Cultural Theory: The Key Concepts

An index of this lexicon of key concepts in cultural theory should have been split into three parts: Habermas, Lyotard and all the rest. It is almost uncanny how these two creep up into almost every single term. Besides this somewhat unexplained over representation the choice of terms could be described as delightfully idiosyncratic, but so it is in every lexicon. I appreciated the introduction of terms taken from the world of art, usually missing from such lexicons as if to blur the debt cultural research owes the Humanities. Other oddities, such as the full 10 pages dedicated to Quine's Holism seem at odds, to put it mildly, with the two short sentences dedicated to "Code", or the single paragraph dedicated to "Gender" and "Intertextuality".
One very annoying tendency on numerous terms, including all those regarding Psychoanalysis, is the attempt to give them a complete definition as seen in their domestic territory. Beyond being completely unusable to the non-Illuminati, this type of definition could be ascribed to an attempt at writing philosophy but it neglects completely the historicity of the term: I don't want to know what it means, if it can mean anything at all, I want to know how the term is used.

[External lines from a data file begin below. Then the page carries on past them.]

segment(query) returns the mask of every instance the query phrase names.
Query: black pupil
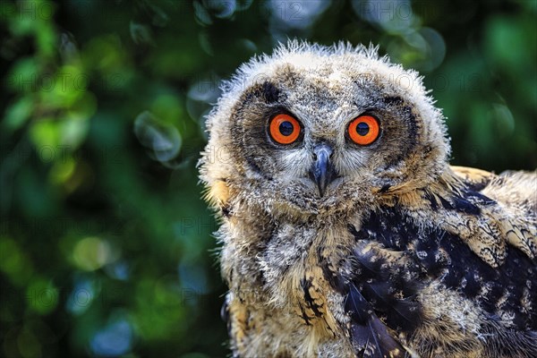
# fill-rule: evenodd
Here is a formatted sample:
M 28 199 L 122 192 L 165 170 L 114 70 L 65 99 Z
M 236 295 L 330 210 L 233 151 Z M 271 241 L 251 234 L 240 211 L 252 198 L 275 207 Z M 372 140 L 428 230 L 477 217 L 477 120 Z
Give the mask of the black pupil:
M 362 136 L 369 133 L 369 124 L 364 122 L 360 122 L 358 125 L 356 125 L 356 132 Z
M 279 130 L 280 133 L 287 137 L 293 132 L 293 124 L 289 121 L 282 122 Z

There are a few exceptional terms that are really excellent – most of these being the terms that their mere inclusion is a surprise. As such, it seems, their contributors seemed to be writing with less of the weight of the world on their shoulders. One such term is Theology, which neglects to mention anything except Christian Hermeneutics, but then again the subject is always fun. "Metaphor" could hardly have been improved.